Si l’employeur n’a pris aucune sanction, vous pouvez porter plainte pénale contre lui pour non-assistance à personne en danger (art. 223-6) et complicité de harcèlement. Rassemblez les preuves de son inaction.

5. Comment prouver le manquement de l’employeur ?

La charge de la preuve est aménagée (art. L.1154-1) : vous devez présenter des faits qui laissent supposer un harcèlement. Ensuite, l’employeur doit prouver qu’il a pris les mesures nécessaires (prévention et sanction).
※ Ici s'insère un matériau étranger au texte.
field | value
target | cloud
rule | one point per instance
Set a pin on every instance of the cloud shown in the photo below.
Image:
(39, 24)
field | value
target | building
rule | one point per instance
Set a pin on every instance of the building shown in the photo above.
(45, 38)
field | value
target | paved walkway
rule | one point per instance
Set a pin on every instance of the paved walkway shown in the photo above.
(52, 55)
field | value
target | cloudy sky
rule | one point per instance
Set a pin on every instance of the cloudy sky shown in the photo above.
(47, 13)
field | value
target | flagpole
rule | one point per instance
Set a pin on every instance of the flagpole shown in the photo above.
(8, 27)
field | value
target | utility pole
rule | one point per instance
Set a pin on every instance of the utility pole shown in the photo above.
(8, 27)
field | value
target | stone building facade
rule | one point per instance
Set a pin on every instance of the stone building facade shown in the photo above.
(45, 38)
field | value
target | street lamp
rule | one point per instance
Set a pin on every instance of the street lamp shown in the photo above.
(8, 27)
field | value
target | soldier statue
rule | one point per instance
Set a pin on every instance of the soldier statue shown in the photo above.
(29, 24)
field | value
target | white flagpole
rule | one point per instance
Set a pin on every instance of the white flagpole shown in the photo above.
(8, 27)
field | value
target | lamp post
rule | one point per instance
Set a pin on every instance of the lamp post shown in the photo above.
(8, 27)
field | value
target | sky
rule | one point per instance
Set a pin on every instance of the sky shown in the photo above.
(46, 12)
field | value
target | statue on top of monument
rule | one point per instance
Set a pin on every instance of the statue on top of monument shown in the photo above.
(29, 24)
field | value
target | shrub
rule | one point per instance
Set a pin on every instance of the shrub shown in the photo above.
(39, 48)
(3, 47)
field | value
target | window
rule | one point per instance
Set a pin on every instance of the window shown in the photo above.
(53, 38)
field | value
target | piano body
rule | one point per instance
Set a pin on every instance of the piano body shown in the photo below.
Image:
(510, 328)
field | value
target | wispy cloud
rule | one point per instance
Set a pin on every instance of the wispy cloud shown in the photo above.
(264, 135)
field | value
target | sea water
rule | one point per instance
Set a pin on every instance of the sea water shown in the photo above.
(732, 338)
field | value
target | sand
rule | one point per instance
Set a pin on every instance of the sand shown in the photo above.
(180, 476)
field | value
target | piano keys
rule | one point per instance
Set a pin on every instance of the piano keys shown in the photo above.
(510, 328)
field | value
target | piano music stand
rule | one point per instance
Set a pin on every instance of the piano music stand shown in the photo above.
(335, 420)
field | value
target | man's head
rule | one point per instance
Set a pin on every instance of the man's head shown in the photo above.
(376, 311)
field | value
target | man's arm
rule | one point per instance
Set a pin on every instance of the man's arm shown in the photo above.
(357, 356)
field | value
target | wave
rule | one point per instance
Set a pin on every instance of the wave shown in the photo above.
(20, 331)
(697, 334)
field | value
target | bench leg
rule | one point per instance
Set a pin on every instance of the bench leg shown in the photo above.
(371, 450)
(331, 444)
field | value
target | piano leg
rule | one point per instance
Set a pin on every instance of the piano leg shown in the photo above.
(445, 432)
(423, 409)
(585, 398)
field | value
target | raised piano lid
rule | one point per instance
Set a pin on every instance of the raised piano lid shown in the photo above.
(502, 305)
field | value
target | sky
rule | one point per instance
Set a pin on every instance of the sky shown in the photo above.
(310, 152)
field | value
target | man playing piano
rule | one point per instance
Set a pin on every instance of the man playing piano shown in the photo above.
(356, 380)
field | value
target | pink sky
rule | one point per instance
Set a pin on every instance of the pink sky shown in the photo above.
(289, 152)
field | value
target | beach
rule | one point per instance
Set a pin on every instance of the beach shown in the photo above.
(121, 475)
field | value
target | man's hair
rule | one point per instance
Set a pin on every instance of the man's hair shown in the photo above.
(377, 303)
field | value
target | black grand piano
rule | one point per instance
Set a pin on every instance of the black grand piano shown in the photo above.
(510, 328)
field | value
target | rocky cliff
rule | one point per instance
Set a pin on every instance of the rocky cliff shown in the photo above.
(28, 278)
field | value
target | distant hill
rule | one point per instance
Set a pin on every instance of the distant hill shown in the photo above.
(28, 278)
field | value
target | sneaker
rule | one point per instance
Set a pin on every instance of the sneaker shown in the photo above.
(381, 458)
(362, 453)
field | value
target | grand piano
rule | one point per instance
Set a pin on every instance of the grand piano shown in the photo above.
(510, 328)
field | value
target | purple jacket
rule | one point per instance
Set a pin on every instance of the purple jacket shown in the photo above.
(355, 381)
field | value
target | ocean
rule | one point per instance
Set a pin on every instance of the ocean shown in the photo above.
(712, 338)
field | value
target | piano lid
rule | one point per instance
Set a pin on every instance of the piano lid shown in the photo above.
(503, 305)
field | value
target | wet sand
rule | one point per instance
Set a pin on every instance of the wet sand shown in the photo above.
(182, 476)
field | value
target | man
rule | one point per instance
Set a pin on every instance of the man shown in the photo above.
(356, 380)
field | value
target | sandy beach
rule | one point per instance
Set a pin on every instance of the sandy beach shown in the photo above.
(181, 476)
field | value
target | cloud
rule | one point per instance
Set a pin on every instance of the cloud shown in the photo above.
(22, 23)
Pour démontrer l’absence de sanction, vous pouvez utiliser :

  • Les courriers ou mails dans lesquels vous avez signalé les faits sans réponse écrite.
  • L’absence de mention de sanction dans le registre du personnel (que vous pouvez consulter via les représentants du personnel).
  • Les témoignages de collègues attestant que l’auteur du harcèlement n’a subi aucune conséquence.
  • Les rapports d’enquête interne incomplets ou absents.
« Un de mes clients a obtenu 18 000 € de dommages-intérêts parce que l’employeur avait classé son signalement sans suite et n’avait même pas convoqué le harceleur. Le conseil de prud’hommes a jugé que l’absence de sanction équivalait à une approbation implicite. »
💡 Conseil : faites un signalement écrit (LRAR ou mail avec accusé de réception). Si l’employeur ne répond pas dans les 15 jours, c’est un début de preuve de son inaction.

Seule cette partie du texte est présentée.